Data Cleaning Techniques in Pandas

Aug 29, 2024

Data Cleaning with Pandas

Overview

  • Focus on cleaning data using Pandas.
  • Tasks include:
    • Dropping rows and columns
    • Creating new columns/series
    • Manipulating strings
    • Changing data types
    • Debugging issues

Data Source

  • Data pulled from ESPN's cricket information site.
  • Will analyze top cricket players with the highest batting averages in Test matches.
  • Cannot directly download as CSV, but can use Excel to import data from the web.

Importing Data to Excel

  1. Open a new Excel tab.
  2. Navigate to the "Data" tab and select "From Web".
  3. Input the ESPN URL.
  4. Choose the appropriate table (Table 0) and load it into the spreadsheet.
  5. Save as CSV (e.g., cricket_test_match_data.csv).

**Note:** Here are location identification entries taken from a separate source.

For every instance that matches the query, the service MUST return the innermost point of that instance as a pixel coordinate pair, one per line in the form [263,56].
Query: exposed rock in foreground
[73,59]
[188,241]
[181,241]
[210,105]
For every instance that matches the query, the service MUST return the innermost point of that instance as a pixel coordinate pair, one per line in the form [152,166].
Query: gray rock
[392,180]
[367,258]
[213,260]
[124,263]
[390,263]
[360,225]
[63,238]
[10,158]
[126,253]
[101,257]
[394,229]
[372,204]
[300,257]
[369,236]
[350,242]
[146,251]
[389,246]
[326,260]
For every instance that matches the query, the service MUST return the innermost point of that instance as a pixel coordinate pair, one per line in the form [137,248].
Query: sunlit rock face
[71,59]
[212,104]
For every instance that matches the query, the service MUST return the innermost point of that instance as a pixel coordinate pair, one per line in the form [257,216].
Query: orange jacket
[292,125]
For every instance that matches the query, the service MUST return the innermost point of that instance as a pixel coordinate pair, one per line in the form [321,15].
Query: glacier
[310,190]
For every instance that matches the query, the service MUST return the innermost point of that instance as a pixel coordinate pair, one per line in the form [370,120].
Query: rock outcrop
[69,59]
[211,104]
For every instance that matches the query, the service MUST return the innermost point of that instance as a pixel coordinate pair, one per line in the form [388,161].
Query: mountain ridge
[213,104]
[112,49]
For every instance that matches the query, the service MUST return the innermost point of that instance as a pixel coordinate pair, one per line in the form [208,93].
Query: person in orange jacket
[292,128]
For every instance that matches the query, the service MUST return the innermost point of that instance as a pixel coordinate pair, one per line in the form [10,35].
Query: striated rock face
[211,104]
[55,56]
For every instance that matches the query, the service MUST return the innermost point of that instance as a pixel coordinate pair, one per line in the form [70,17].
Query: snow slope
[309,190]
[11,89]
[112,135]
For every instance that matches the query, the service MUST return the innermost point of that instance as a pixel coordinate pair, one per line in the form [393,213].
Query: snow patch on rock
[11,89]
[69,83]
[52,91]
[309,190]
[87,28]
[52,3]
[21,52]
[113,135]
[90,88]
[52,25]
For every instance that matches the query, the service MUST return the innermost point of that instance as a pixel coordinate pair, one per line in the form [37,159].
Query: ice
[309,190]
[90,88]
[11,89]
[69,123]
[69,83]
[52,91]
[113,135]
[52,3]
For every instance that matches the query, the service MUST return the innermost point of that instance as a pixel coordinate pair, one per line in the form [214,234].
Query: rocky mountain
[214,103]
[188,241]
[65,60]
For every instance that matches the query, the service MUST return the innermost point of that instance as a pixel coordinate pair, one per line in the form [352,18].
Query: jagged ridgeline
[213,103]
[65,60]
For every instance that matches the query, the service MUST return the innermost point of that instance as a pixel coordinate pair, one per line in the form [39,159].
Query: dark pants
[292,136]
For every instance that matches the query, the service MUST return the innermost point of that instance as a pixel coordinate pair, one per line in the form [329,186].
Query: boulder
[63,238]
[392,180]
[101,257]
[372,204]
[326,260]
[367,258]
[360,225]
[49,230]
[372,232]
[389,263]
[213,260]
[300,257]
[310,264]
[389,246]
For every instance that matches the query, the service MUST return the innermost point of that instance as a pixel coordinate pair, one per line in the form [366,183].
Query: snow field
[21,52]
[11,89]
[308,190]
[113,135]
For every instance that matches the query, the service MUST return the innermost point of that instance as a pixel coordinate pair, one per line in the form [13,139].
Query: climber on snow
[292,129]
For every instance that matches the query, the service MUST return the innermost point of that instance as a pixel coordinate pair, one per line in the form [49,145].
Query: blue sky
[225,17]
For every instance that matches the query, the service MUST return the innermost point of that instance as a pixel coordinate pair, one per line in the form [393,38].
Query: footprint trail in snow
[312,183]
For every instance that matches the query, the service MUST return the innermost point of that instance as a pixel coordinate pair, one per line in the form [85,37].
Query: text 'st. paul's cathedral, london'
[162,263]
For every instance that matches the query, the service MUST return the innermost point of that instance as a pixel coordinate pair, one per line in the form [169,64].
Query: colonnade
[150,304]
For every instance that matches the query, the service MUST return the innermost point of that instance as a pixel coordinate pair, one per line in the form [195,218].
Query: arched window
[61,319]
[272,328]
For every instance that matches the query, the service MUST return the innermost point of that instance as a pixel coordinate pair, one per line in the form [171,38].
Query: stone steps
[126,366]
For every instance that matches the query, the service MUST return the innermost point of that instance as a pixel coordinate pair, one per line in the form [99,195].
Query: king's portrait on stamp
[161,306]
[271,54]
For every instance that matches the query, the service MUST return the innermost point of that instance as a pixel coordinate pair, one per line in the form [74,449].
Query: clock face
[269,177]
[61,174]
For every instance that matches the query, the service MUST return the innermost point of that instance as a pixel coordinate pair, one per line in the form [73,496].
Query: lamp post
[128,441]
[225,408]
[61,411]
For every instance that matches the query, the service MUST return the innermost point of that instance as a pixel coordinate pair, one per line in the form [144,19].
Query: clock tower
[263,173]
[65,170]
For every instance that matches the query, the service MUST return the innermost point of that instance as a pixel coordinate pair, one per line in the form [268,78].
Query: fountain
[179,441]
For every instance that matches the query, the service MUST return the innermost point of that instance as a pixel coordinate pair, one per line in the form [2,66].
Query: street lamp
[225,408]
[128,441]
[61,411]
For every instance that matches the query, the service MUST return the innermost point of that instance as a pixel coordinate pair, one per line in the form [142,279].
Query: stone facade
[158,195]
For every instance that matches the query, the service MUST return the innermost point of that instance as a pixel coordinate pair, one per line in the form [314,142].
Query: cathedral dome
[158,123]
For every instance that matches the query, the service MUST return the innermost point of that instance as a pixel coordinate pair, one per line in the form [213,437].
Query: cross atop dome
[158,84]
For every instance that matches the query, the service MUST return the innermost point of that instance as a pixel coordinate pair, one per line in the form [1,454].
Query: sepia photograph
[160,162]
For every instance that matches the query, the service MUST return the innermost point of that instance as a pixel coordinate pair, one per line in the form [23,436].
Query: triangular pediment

Importing Data to Jupyter Notebook

  • Upload the CSV file to Jupyter Notebook.
  • Import Pandas:
    import pandas as pd
    
  • Read CSV file:
    df = pd.read_csv('path/to/cricket_test_match_data.csv')
    

Data Frame Overview

  • Rename columns for clarity using df.rename() method:
    • Example:
      • No to Not Out
      • HS to Highest Innings Score
      • BF to Balls Faced
      • SR to Strike Rate

Handling Missing Values

  • Check for null values:
    df.isnull().any()
    
  • Fill missing values with 0:
    df['Balls Faced'].fillna(0, inplace=True)
    df['Strike Rate'].fillna(0, inplace=True)
    

Dropping Duplicates

  • Check for duplicates:
    df.duplicated()
    
  • Drop duplicates:
    df = df.drop_duplicates()
    

Creating New Columns

  • Split the "Span" column into "Rookie Year" and "Final Year":
    df['Rookie Year'] = df['Span'].str.split('-').str[0]
    df['Final Year'] = df['Span'].str.split('-').str[1]
    
  • Drop the original "Span" column:
    df = df.drop(columns=['Span'])
    

Extracting Player Names and Countries

  • Split the "Player" column:
    • Assign names and countries to new columns.

Changing Data Types

  • Change data types using astype() method:
    • Convert columns to appropriate types (int, float):
    df['Matches'] = df['Matches'].astype(int)
    df['Batting Strike Rate'] = df['Batting Strike Rate'].astype(float)
    

Calculating Career Length

  • Create a new column for career length:
    df['Career Length'] = df['Final Year'] - df['Rookie Year']
    

Analyzing Data

  • Calculate average career length:
    avg_career_length = df['Career Length'].mean()
    
  • Calculate average batting strike rate for players with career lengths over 10 years:
    avg_strike_rate = df[df['Career Length'] > 10]['Batting Strike Rate'].mean()
    
  • Count players who debuted before 1960:
    count_before_1960 = df[df['Rookie Year'] < 1960].count()
    

Grouping Data

  • Find max highest innings score by country:
    df.groupby('Country')['Highest Innings Score'].max()
    
  • Calculate averages for 50s and 100s by country.

Conclusion

  • The session covered essential data cleaning techniques using Pandas.
  • Recommended to explore further resources on Pandas and Python.